Interleaving String
Difficulty: Medium Source: NeetCode
Problem
Given strings
s1,s2, ands3, returntrueifs3is formed by an interleaving ofs1ands2. An interleaving of two strings keeps the relative order of characters from each string but merges them together.Example 1: Input:
s1 = "aabcc",s2 = "dbbca",s3 = "aadbbcbcac"Output:trueExample 2: Input:
s1 = "aabcc",s2 = "dbbca",s3 = "aadbbbaccc"Output:falseExample 3: Input:
s1 = "",s2 = "",s3 = ""Output:trueConstraints:
0 <= s1.length, s2.length <= 100s3.length == s1.length + s2.length
Prerequisites
Before attempting this problem, you should be comfortable with:
- 2D DP on two strings — the same table structure as LCS
- Recursion with two pointers — advancing through two source strings simultaneously
1. Brute Force / Recursive
Intuition
Use two pointers i and j tracking how far we’ve consumed s1 and s2. The current character of s3 is s3[i+j]. At each step, we try matching it with s1[i] (advance i) or s2[j] (advance j).

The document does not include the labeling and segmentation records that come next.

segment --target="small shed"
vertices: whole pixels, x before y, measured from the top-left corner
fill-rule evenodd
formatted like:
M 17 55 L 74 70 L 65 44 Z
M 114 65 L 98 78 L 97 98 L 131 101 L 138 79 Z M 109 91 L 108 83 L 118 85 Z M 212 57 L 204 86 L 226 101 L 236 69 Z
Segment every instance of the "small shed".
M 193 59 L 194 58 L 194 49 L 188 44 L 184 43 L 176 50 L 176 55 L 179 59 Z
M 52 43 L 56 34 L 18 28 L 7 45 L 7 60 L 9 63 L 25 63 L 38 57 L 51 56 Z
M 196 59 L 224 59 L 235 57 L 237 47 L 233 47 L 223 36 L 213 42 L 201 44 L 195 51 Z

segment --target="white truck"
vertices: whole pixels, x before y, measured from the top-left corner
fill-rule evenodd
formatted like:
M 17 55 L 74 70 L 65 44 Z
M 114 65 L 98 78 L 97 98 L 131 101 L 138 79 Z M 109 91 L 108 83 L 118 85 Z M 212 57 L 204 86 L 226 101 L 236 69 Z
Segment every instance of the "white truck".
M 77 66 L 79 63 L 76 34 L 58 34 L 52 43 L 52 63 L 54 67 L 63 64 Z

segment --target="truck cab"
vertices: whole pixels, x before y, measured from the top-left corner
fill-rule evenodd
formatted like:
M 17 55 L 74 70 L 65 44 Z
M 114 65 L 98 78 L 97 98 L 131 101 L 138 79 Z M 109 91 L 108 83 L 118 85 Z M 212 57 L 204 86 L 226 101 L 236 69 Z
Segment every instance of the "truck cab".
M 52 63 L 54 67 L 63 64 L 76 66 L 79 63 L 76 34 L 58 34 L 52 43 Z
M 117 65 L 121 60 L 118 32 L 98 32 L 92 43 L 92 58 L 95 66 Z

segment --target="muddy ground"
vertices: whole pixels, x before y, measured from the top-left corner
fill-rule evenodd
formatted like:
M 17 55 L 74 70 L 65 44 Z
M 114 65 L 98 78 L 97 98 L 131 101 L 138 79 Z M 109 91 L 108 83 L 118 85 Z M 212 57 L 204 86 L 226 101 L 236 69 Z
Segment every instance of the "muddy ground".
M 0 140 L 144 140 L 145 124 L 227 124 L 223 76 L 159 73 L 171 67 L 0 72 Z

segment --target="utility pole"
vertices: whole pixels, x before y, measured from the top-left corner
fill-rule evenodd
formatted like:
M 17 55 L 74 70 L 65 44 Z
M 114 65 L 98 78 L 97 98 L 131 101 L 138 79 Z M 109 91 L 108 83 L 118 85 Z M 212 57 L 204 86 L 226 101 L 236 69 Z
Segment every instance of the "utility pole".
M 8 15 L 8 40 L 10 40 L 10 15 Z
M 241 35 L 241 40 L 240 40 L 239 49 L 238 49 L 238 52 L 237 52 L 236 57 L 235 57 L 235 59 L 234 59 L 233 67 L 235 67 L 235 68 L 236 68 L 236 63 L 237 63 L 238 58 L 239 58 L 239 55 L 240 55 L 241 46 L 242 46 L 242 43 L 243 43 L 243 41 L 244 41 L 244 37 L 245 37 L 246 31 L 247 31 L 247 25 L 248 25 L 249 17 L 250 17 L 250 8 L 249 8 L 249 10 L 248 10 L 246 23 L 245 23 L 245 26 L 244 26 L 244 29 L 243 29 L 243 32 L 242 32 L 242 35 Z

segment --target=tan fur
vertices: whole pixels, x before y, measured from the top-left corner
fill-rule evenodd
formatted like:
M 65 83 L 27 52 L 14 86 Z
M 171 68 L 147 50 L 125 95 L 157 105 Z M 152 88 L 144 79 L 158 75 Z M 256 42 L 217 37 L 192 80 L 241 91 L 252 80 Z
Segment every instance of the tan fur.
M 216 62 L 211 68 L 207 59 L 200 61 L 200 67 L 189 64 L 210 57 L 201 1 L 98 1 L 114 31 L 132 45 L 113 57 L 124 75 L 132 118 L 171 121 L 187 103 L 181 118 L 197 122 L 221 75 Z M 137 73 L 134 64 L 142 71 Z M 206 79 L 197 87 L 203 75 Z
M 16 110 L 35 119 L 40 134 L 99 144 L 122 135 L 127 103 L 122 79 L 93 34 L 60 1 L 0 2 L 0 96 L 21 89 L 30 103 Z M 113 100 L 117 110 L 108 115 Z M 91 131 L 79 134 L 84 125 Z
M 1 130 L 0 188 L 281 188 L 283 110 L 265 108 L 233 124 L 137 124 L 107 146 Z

We succeed if we consume all of s1 and s2 simultaneously.
Algorithm
- Define
dfs(i, j)= cans1[:i]ands2[:j]interleave to forms3[:i+j]? - Base case:
i == len(s1)andj == len(s2)→ returnTrue. - If
i < len(s1)ands1[i] == s3[i+j], trydfs(i+1, j). - If
j < len(s2)ands2[j] == s3[i+j], trydfs(i, j+1). - Return
Trueif any path succeeds.
Solution
def isInterleave(s1, s2, s3):
if len(s1) + len(s2) != len(s3):
return False
def dfs(i, j):
if i == len(s1) and j == len(s2):
return True
if i < len(s1) and s1[i] == s3[i + j]:
if dfs(i + 1, j):
return True
if j < len(s2) and s2[j] == s3[i + j]:
if dfs(i, j + 1):
return True
return False
return dfs(0, 0)
print(isInterleave("aabcc", "dbbca", "aadbbcbcac")) # True
print(isInterleave("aabcc", "dbbca", "aadbbbaccc")) # False
print(isInterleave("", "", "")) # True
Complexity
- Time:
O(2^(m+n))— exponential without memoization - Space:
O(m+n)— recursion depth
2. Bottom-Up DP (Tabulation)
Intuition
Build a (m+1) x (n+1) boolean table where dp[i][j] is True if s1[:i] and s2[:j] can interleave to form s3[:i+j]. Start with dp[0][0] = True. Fill the first row using only s2 characters, and the first column using only s1 characters. For interior cells, it’s true if we can come from the left (match s2[j-1]) or from above (match s1[i-1]).
Algorithm
- If
len(s1) + len(s2) != len(s3), returnFalse. - Create
(m+1) x (n+1)dp table,dp[0][0] = True. - Fill first column:
dp[i][0] = dp[i-1][0] and s1[i-1] == s3[i-1]. - Fill first row:
dp[0][j] = dp[0][j-1] and s2[j-1] == s3[j-1]. - Interior:
dp[i][j] = (dp[i-1][j] and s1[i-1] == s3[i+j-1]) or (dp[i][j-1] and s2[j-1] == s3[i+j-1]). - Return
dp[m][n].
Solution
def isInterleave(s1, s2, s3):
m, n = len(s1), len(s2)
if m + n != len(s3):
return False
dp = [[False] * (n + 1) for _ in range(m + 1)]
dp[0][0] = True
for i in range(1, m + 1):
dp[i][0] = dp[i - 1][0] and s1[i - 1] == s3[i - 1]
for j in range(1, n + 1):
dp[0][j] = dp[0][j - 1] and s2[j - 1] == s3[j - 1]
for i in range(1, m + 1):
for j in range(1, n + 1):
from_above = dp[i - 1][j] and s1[i - 1] == s3[i + j - 1]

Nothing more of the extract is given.